School of Electronics and Information Engineering, Korea Aerospace University, Goyang 10540, Republic of Korea.
Sensors (Basel). 2023 Jan 10;23(2):778. doi: 10.3390/s23020778.
To provide accessible, intelligent, and efficient remote access such as the internet of things, rehabilitation, autonomous driving, virtual games, and healthcare, human action recognition (HAR) has gained much attention among computer vision researchers. Several methods have already been addressed to ensure effective and efficient action recognition based on different perspectives including data modalities, feature design, network configuration, and application domains. In this article, we design a new deep learning model by integrating criss-cross attention and edge convolution to extract discriminative features from the skeleton sequence for action recognition. The attention mechanism is applied in spatial and temporal directions to pursue the intra- and inter-frame relationships. Then, several edge convolutional layers are conducted to explore the geometric relationships among the neighboring joints in the human body. The proposed model is dynamically updated after each layer by recomputing the graph on the basis of k-nearest joints for learning local and global information in action sequences. We used publicly available benchmark skeleton datasets such as UTD-MHAD (University of Texas at Dallas multimodal human action dataset) and MSR-Action3D (Microsoft action 3D) to evaluate the proposed method. We also investigated the proposed method with different configurations of network architectures to assure effectiveness and robustness. The proposed method achieved average accuracies of 99.53% and 95.64% on the UTD-MHAD and MSR-Action3D datasets, respectively, outperforming state-of-the-art methods.

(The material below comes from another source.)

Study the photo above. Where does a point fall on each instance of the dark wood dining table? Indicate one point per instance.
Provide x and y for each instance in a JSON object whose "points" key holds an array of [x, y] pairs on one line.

为了提供物联网、康复、自动驾驶、虚拟游戏和医疗保健等方面的可访问、智能和高效的远程访问,人体动作识别 (HAR) 在计算机视觉研究人员中引起了广泛关注。已经提出了几种方法,以确保基于不同视角(包括数据模态、特征设计、网络配置和应用领域)的有效和高效的动作识别。在本文中,我们设计了一种新的深度学习模型,通过集成交叉注意和边缘卷积从骨架序列中提取判别特征,用于动作识别。注意力机制应用于空间和时间方向,以研究帧内和帧间关系。然后,进行了几个边缘卷积层,以探索人体中相邻关节之间的几何关系。该模型通过在基于 k-最近邻关节的基础上重新计算图,在动作序列中学习局部和全局信息,从而在每层后动态更新。我们使用了公开可用的骨架基准数据集,如 UTD-MHAD(达拉斯大学多模态人体动作数据集)和 MSR-Action3D(微软动作 3D),来评估所提出的方法。我们还研究了具有不同网络架构配置的所提出的方法,以确保有效性和鲁棒性。所提出的方法在 UTD-MHAD 和 MSR-Action3D 数据集上的平均准确率分别为 99.53%和 95.64%,优于最先进的方法。